The reason I'm harping on the meaning of "randomness" is because of people who don't know better (or worse – who do) saying things like this:
Read these books, then tell me you are still a committed believer that the Universe is full of nothing but matter and that random chance with no designer is responsible.
If by "random chance" you mean that nothing is predictable, I doubt you'll find any scientists who believes that. Anyone who argues against that proposition is arguing against a straw-man. Ultimately, this sort of argument is a waste of time for both the arguer and anyone listening.
One of the features about Darwin's theory that is widely misunderstood is that it combines two ideas. The first idea is the notion of random variation. This is not terribly novel – we see it all the time. Children look a lot like their parents, but not exactly like them, and no two are alike. (Even identical twins have differences.)
The other principle in Darwin's theory is that of natural selection.
As a pigeon fancier and breeder, Darwin had lots of experience with artificial selection. He'd seen the incredible variety of pigeons breeders were able to get in a relative handful of generations, starting with the basic pigeon stock. It occurred to him that nature could select for features too.
Any feature that any organism possessed that had any impact on how well it survived and reproduced could be subject to selection. For example, an animal with longer fur might be better suited to a cold climate, and would be more likely to survive long enough to reproduce. Of course, if this animal happened to be born in a very warm climate, it would overheat very easily, and thus be less likely to survive and reproduce.
Any number of features have plausible, and in many cases easily measured, effects on both survival and reproduction. Many other features turn out to have effects that become apparent only after some study. The point is, any and all variations in any and all features that have any impact on survival are subject to natural selection. The winners of the natural selection game win the same thing the winners in artificial selection do – the right to breed and pass along their genes to the next generation.
Here's the punch line: the feedstock for evolution – random variation – is random. But natural selection is selection – the very opposite of random.
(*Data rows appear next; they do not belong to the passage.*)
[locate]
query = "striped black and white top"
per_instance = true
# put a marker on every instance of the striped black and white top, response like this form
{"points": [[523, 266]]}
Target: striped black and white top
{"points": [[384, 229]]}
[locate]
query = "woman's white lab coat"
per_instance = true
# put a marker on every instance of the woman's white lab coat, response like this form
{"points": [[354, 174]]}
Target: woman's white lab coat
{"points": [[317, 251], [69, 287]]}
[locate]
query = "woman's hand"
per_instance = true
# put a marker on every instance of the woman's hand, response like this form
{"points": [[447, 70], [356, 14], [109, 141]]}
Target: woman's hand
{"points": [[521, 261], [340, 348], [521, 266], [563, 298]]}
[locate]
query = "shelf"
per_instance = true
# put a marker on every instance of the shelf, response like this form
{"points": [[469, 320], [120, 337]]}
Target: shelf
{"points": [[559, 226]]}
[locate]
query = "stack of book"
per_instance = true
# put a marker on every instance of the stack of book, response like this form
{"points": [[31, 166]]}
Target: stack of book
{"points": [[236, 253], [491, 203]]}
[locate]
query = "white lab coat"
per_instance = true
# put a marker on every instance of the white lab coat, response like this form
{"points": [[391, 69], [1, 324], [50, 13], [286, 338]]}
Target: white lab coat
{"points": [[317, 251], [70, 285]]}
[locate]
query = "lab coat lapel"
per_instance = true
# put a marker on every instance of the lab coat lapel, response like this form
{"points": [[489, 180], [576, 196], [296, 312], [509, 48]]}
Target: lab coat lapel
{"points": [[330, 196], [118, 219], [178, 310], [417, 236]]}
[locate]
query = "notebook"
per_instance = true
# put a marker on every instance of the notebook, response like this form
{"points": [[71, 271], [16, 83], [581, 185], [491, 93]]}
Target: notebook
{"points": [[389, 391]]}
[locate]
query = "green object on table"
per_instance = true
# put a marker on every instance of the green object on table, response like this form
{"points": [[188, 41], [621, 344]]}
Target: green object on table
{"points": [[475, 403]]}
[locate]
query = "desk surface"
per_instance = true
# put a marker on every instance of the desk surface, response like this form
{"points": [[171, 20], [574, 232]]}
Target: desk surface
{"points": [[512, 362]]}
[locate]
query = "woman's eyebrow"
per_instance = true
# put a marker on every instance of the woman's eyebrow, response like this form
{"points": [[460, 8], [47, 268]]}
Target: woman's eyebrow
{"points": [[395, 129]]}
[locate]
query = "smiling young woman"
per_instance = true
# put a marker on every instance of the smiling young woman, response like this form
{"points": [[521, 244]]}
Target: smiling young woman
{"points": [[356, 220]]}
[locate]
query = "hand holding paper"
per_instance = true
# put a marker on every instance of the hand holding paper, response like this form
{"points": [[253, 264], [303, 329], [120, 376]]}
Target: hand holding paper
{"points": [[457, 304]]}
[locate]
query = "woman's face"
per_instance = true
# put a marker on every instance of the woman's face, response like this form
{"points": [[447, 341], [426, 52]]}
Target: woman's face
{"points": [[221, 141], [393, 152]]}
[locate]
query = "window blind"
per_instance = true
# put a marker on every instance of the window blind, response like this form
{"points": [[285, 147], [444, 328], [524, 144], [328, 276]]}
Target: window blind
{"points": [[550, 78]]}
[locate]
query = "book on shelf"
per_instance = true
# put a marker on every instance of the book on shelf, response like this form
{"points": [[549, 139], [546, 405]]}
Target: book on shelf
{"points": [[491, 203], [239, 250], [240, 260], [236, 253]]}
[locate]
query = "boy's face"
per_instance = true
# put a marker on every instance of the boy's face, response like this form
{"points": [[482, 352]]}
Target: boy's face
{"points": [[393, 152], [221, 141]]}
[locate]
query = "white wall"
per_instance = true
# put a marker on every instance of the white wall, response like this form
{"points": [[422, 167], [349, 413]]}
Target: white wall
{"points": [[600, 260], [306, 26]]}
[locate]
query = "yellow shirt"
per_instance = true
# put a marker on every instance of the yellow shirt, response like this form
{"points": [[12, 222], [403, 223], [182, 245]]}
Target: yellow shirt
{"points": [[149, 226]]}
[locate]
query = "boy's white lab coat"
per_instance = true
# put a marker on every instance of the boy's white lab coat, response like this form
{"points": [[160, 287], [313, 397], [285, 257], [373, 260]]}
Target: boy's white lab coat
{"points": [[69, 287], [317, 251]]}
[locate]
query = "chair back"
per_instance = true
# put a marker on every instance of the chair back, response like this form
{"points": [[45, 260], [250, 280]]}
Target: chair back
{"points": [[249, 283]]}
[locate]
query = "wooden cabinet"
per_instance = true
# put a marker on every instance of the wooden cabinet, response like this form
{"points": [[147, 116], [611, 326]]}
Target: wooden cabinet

Living organisms undergo small changes during reproduction, and each change causes the organism to explore some nearby piece of probability space. If it fails to survive and reproduce in that piece of probability space, it is removed from the system by natural selection and the exploration stops at that point. Some future explorer may wander through, but it will meet the same fate at the hands of natural selection.
Other organisms may find themselves in parts of probability space that are friendlier. There, they may thrive and reproduce, and their offspring will exhibit slight variations from theirparents. Some of these variations will reverse the latest change – they'll be "explorations" back along the path followed by the last generation. Others will be explorations in other directions.
If this sound slow, it is. But when you have trillions of living things, each making their own little explorations every generation, you can cover a lot of ground. the SETI at home project uses thousands of home computers to grind through Saganloads of data, carrying out computations that would bankrupt even a very well funded project. But with thousands of computers donating "extra" processing time, a whole lot of calculation gets done in a very short time. Right now, they're managing some 64.75 trillion floating-point operations per second. A two-gigahertz processor manages two billion computing cycles every second, and a floating point operation will take at least a few cycles. The distributed computing power behind SETI at home amounts to probably a couple hundred thousand desktop computers worth of calculating power.
Now consider a planet full of miniature computers, each exploring a small corner of the possibilities available to living things, and you see a lot of things can happen in a million years.
Yes, there are some fascinating, beautiful, and intricate designs in nature. But they were designed by natural forces, and driven by one of the most powerful forces in the universe – the urge to reproduce.